Curaduría
Vhal Del Solar Rizo-Patrón
Montaje
Lucía Weilg La Torre
Digitalización de documentos de Archivo
Alexandra Galarreta Folch
Diseño web
PICOL Estudio
Documentos
Archivo de Arquitectura PUCP – Fondo Documental VELARDE
La arquitectura peruana del siglo XX es el resultado de una serie de influencias en las que concurren la tradición prehispánica y la tradición colonial con las tendencias internacionales dominantes. Acerca de dicho momento, Ramón Gutiérrez menciona que fue “un periodo de grandes cambios de la cultura arquitectónica y urbana de América Latina” (2013: 11). En ese panorama, la figura de Héctor Velarde resulta fundamental no solo por sus proyectos arquitectónicos, sino por su extensa producción teórica y crítica.

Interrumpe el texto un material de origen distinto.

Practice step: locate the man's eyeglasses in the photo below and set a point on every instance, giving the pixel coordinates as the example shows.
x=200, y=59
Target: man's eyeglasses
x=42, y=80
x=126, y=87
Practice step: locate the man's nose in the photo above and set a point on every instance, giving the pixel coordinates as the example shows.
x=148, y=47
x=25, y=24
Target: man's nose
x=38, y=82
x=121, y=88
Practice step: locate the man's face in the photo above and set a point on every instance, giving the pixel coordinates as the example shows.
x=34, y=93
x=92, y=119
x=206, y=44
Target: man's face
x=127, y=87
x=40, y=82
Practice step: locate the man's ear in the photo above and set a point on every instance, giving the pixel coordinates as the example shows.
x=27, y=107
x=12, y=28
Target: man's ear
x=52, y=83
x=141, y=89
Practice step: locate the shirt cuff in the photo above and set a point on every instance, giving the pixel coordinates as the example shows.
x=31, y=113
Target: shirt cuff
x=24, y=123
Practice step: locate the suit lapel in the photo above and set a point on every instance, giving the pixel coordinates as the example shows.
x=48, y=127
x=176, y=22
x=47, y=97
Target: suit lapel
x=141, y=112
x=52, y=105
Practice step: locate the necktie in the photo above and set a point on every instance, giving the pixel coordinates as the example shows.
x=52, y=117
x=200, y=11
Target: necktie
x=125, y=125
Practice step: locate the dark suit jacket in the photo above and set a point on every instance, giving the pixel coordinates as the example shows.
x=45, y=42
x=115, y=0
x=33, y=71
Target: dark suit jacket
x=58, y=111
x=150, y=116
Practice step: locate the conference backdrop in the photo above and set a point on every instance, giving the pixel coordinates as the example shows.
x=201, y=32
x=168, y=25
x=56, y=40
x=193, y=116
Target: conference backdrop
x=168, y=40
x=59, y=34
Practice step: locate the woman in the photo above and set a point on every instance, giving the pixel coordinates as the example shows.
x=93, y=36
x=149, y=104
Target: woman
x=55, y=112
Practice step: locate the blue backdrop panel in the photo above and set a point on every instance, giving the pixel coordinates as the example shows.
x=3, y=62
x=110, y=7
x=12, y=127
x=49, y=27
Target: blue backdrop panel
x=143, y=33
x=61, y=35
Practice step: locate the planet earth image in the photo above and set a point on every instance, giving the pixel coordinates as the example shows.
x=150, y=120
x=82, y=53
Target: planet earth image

Una de las etapas menos estudiadas en la trayectoria de Héctor Velarde tiene que ver con su estancia diplomática en Estados Unidos entre 1924 y 1928. Textos claves como Héctor Velarde. Arquitecto y humanista, compilación editada por la Universidad de Lima en 2013, y Héctor Velarde. Equilibrio y proporción de tiempo y espacio, de Marta Cisneros Velarde, 2015, se ocupan poco de ella. Esta investigación busca revelar cómo esta etapa fue determinante en la consolidación del pensamiento arquitectónico de Velarde. Plantea que su intensa actividad intelectual en Estados Unidos le sirvió para llegar a una visión crítica fundamental para desarrollar más adelante la búsqueda de una identidad arquitectónica peruana.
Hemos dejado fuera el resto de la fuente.